The Australian government, however, took the opportunity to reaffirm its long-standing support for Indonesia's occupation of West Papua.
The three men, Rofinus Yanggam, Markus Jerewon and Yuvensius Goo, presented their letter to Australian Consul-General Brett Farmer in the early morning. It asked the APEC leaders in Bali, including US State Secretary John Kerry and Australian Prime Minister Tony Abbott “to persuade the Indonesian government to treat Papuan people better”.
The Department of Foreign affairs claims the men left voluntarily, but reports suggest they were threatened by consulate staff. A man who spoke to the activists by phone while they were in the consulate told Fairfax Media he overheard a “loud” and “arrogant” Australian voice saying: “You cannot stay here. You have to leave … We will call the police.”
The men are now being followed by Indonesian authorities. Yanggam told The Guardian: “Yesterday we came to our friend’s house and two intelligence officers came past the front of our house [and looked in]. They came back in the night-time. We don’t feel safe at this moment.”
Abbott followed up on the consulate's hostility, telling a press conference the next day: “We have a very strong relationship with Indonesia and we are not going to give people a platform to grandstand against Indonesia ... please don’t look to do it in Australia. You are not welcome.”
Repeating the same line as the former Labor government, Abbott said: “Australia absolutely respects the territorial integrity of Indonesia..
He added: “The situation in West Papua is getting better, not worse, and I want to acknowledge the work that President Yudhoyono has done to provide greater autonomy, to provide a better level of government services and ultimately a better life for the people of West Papua”.
Abbott claimed: “The people of West Papua are much better off as part of a strong, dynamic and increasingly prosperous Indonesia.”
But experts on the human rights situation in West Papua have presented a very different view on life under Indonesian occupation.
Dr Jim Elmslie, a co-convener of the West Papua Project, told Fairfax Media's Breaking Politics: “Many tens of thousands if not hundreds of thousands of people have perished directly as a result of military and police actions and also as a result of conditions that have been forced upon them … That's why we characterise what has gone on there as a genocide or as a potential genocide in need of further investigation.”
Elaine Pearson, Australian director of Human Rights Watch, said: “I don't think the situation is getting better; you'd only say that if you were blind and deaf to the situation.”

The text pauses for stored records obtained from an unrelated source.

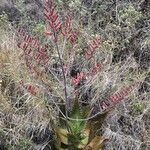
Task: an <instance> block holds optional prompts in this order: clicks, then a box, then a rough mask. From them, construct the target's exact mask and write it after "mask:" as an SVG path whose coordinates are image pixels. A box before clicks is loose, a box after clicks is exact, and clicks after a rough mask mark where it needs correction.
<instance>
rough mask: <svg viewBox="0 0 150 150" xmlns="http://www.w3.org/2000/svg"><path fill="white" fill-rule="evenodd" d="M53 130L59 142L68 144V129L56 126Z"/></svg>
mask: <svg viewBox="0 0 150 150" xmlns="http://www.w3.org/2000/svg"><path fill="white" fill-rule="evenodd" d="M55 132H56V134H57V136H58V138H59V139H60V142H61V143H64V144H66V145H68V131H67V130H66V129H62V128H56V129H55Z"/></svg>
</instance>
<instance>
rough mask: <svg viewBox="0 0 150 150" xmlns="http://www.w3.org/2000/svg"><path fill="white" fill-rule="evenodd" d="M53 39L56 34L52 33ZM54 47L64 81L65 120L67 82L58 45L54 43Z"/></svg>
mask: <svg viewBox="0 0 150 150" xmlns="http://www.w3.org/2000/svg"><path fill="white" fill-rule="evenodd" d="M54 38H55V39H57V36H56V33H55V32H54ZM55 45H56V50H57V53H58V57H59V61H60V65H61V69H62V74H63V81H64V94H65V103H66V105H65V110H66V118H68V110H67V106H68V97H67V84H66V83H67V82H66V76H65V71H64V67H63V66H64V64H63V61H62V58H61V54H60V51H59V48H58V44H57V42H55Z"/></svg>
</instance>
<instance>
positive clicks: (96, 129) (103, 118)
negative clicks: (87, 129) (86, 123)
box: [87, 111, 109, 143]
mask: <svg viewBox="0 0 150 150" xmlns="http://www.w3.org/2000/svg"><path fill="white" fill-rule="evenodd" d="M108 113H109V111H105V112H103V113H100V114H98V115H96V116H95V117H93V118H91V119H89V120H88V122H87V129H88V130H89V131H90V133H89V143H90V142H91V140H92V139H93V138H94V137H95V136H96V133H97V131H98V130H99V129H100V128H101V127H102V124H103V122H104V121H105V119H106V117H107V115H108Z"/></svg>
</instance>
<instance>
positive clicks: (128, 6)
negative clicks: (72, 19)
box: [0, 0, 150, 150]
mask: <svg viewBox="0 0 150 150" xmlns="http://www.w3.org/2000/svg"><path fill="white" fill-rule="evenodd" d="M55 2H56V3H57V11H58V12H59V14H60V16H61V17H62V18H61V19H62V21H64V20H65V15H66V14H67V13H68V10H70V12H71V13H72V19H73V28H74V29H78V27H79V26H80V32H81V33H80V36H79V38H78V45H79V46H77V47H73V48H72V47H71V45H70V44H66V49H65V51H64V53H63V54H64V58H63V61H64V64H67V65H70V68H69V73H68V74H69V75H68V76H67V84H66V88H67V93H68V97H69V102H70V103H69V104H67V106H68V105H71V106H68V109H70V108H72V107H73V106H72V105H73V104H74V98H75V95H74V94H72V93H73V91H74V89H77V92H78V94H79V97H78V101H79V102H80V105H82V106H78V107H79V108H80V109H81V111H79V112H76V111H75V112H76V113H77V114H78V113H80V112H82V110H83V108H85V105H87V104H88V105H90V106H91V108H94V111H95V112H94V113H99V112H101V113H103V109H102V108H101V106H100V104H101V103H102V102H103V101H105V100H106V99H107V98H109V97H110V96H111V95H112V94H113V93H115V92H116V91H118V90H120V89H123V88H125V87H127V86H129V85H130V84H132V83H133V82H140V84H139V85H138V86H136V87H135V88H134V91H132V92H131V93H130V94H129V95H128V96H127V97H125V98H124V100H123V101H121V102H119V103H117V105H116V106H115V107H114V108H113V109H112V110H111V111H110V112H109V114H108V115H107V118H106V119H105V121H104V123H103V125H102V126H101V129H100V130H99V131H98V135H99V136H101V137H105V138H106V139H108V140H107V141H106V142H105V144H104V146H103V149H105V150H128V149H129V150H132V149H133V150H149V149H150V139H149V137H150V126H149V124H150V102H149V99H150V2H149V1H148V0H136V1H131V0H130V1H128V0H122V1H117V0H105V1H103V0H82V1H81V0H74V1H71V0H64V1H62V0H56V1H55ZM44 4H45V1H42V0H36V1H34V0H31V1H30V0H13V1H11V0H1V4H0V14H1V15H0V79H1V86H0V87H1V91H0V149H2V150H5V149H6V150H19V149H21V150H29V149H31V150H32V149H35V150H38V149H39V150H40V149H41V150H42V149H44V150H49V149H53V148H52V147H53V144H52V143H53V140H54V139H55V134H54V130H53V128H55V127H56V125H58V124H59V117H60V110H58V108H57V106H59V104H64V89H63V87H62V86H61V84H62V83H63V82H62V81H63V80H62V71H61V64H60V62H59V56H58V54H57V50H56V48H55V47H54V46H53V40H52V37H50V36H47V35H46V34H45V33H46V32H47V31H51V30H50V28H49V26H48V24H47V21H46V19H45V17H44V15H43V11H44ZM70 12H69V13H70ZM17 27H21V28H23V29H24V30H25V31H26V32H28V34H30V35H32V36H33V37H37V38H38V40H39V41H40V43H41V44H42V45H43V46H46V48H47V53H48V56H50V57H51V58H52V61H51V62H52V63H51V64H50V65H49V66H48V67H49V71H46V72H44V73H43V74H42V78H36V77H35V76H34V74H33V73H32V72H31V70H30V69H29V68H28V67H27V66H26V64H25V59H24V57H23V50H21V49H20V48H18V47H17V44H18V42H20V40H21V39H22V38H21V36H18V33H17ZM95 36H96V37H97V36H100V38H101V40H102V42H101V44H100V47H99V48H98V49H97V51H96V54H95V55H94V56H93V59H92V61H90V62H89V61H87V60H86V59H85V58H84V54H85V52H86V49H87V46H88V44H87V43H89V41H90V40H91V38H93V37H95ZM58 43H59V44H58V47H59V49H61V47H62V46H63V45H62V43H63V39H60V41H59V42H58ZM70 53H71V54H70ZM71 56H72V57H71ZM97 62H100V63H103V69H102V70H101V71H99V72H98V73H97V74H96V76H94V77H93V76H86V78H85V80H83V81H82V82H81V83H80V84H79V85H77V86H76V85H73V84H72V82H71V81H72V79H73V78H74V77H76V76H77V75H78V74H79V73H81V72H88V71H89V70H90V68H92V67H94V66H95V65H96V64H97ZM37 69H38V70H43V64H40V65H37ZM53 75H54V76H53ZM54 77H55V78H54ZM22 81H23V82H22ZM30 85H32V86H34V87H37V89H34V90H30V89H31V88H30V89H29V88H28V87H29V86H30ZM32 89H33V88H32ZM47 89H48V90H49V91H47ZM35 91H36V94H34V92H35ZM49 93H52V94H53V95H50V94H49ZM62 101H63V102H62ZM63 106H64V105H63ZM108 110H109V109H108ZM62 111H63V110H62ZM70 111H71V110H70ZM73 117H75V118H76V116H72V118H73ZM75 123H76V122H75ZM70 124H71V127H72V128H73V129H72V130H74V131H75V132H77V130H76V127H78V128H79V126H78V124H77V126H73V124H74V122H73V123H72V122H71V123H70ZM80 127H81V126H80ZM59 133H60V134H62V131H60V132H59ZM59 133H58V135H60V134H59ZM64 134H66V131H65V133H64ZM60 137H61V136H60ZM69 138H70V137H69ZM58 141H61V138H60V139H58ZM61 142H62V143H65V141H61ZM65 144H68V143H65ZM90 146H91V145H90ZM95 147H96V146H95Z"/></svg>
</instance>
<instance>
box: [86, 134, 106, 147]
mask: <svg viewBox="0 0 150 150" xmlns="http://www.w3.org/2000/svg"><path fill="white" fill-rule="evenodd" d="M106 140H108V139H106V138H104V137H100V136H96V137H95V138H94V139H93V140H92V141H91V142H90V143H89V144H88V145H87V146H86V147H85V148H84V150H89V149H90V150H102V148H103V146H104V142H105V141H106Z"/></svg>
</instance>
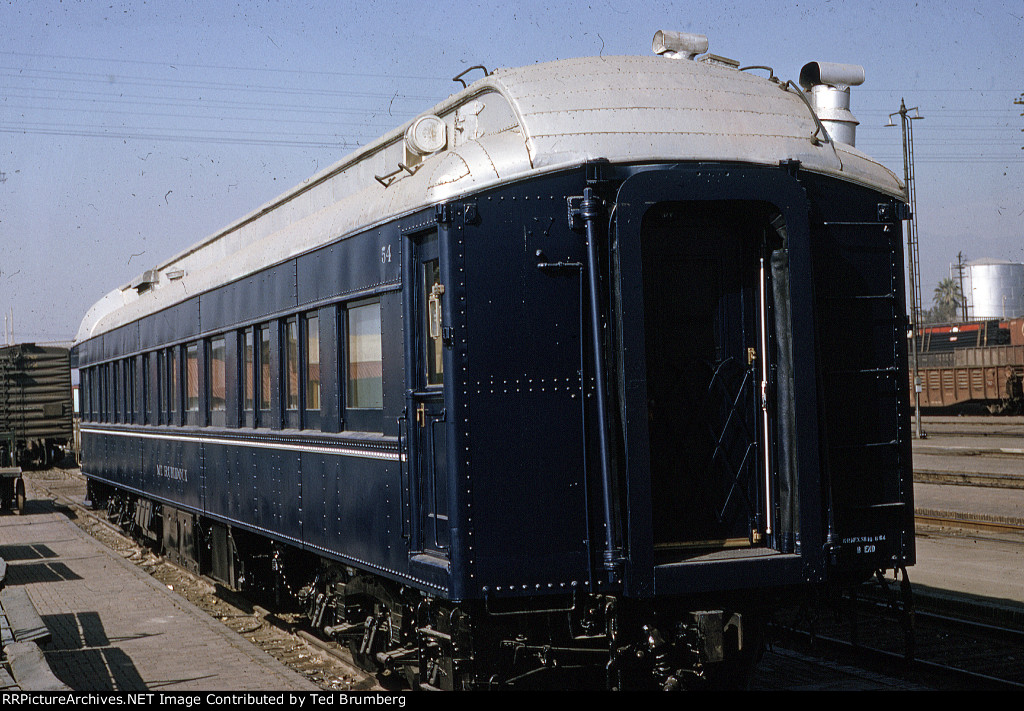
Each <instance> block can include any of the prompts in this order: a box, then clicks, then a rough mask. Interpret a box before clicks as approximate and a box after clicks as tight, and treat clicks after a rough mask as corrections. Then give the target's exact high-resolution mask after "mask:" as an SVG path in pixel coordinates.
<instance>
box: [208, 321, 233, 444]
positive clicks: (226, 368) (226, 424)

Further information on the true situation may be easier to gather now that Indonesia has promised to relax its ban on journalists entering West Papua. This is likely to be a response to the attention focused on the country by the Australian consulate incident.
The rude ejection of the Papuans from the Bali consulate may have been motivated by the dilemma already facing the Australian government, after seven West Papuan activists sought asylum on September 24.

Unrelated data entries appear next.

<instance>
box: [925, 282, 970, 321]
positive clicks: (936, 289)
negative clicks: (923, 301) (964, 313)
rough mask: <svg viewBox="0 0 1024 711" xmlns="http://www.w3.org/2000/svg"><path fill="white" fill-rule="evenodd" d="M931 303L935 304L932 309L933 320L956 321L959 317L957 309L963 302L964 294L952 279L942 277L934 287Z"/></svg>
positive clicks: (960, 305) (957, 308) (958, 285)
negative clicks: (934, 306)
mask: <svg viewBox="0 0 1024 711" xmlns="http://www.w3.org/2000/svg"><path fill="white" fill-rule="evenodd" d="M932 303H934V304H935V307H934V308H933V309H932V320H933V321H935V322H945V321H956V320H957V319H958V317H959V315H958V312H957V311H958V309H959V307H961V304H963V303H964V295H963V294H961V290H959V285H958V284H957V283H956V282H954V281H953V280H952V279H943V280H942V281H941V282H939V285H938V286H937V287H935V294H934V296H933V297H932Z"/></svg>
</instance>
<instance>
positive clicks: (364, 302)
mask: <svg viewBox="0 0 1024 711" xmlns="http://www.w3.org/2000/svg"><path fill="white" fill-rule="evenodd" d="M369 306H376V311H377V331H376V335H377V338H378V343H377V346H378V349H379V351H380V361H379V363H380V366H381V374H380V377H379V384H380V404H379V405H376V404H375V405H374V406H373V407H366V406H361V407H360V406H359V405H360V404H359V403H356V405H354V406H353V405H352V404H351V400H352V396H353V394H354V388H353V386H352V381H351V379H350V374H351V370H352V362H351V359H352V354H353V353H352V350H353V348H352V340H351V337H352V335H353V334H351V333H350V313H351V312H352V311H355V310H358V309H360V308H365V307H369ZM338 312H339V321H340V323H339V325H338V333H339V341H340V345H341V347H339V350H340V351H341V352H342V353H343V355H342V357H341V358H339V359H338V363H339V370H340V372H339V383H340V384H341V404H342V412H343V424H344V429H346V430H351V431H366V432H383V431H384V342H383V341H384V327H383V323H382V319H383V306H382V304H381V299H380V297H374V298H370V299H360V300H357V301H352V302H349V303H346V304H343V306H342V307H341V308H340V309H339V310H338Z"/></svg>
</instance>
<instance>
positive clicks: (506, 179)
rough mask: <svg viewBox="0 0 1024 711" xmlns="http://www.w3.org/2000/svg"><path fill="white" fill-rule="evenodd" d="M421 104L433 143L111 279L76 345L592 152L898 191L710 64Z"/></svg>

The seven, who fled West Papua fearing government reprisal for being involved in the Freedom Flotilla from Australia, were immediately deported to Port Moresby and placed under the responsibility of the PNG government.
Immigration minister Scott Morrison admitted the deportations required a “concession” in a 2003 Memorandum of Understanding between the two countries. The West Papuans are pursuing this irregularity as a possible legal challenge to allow their asylum claim in Australia rather than PNG.
Yacob Mandabayan, one of the seven, told World News Australia Radio: “We don't want to stay as refugee in Papua New Guinea and we don't want to go back to Indonesia ... in Papua New Guinea [it is] not safe enough here.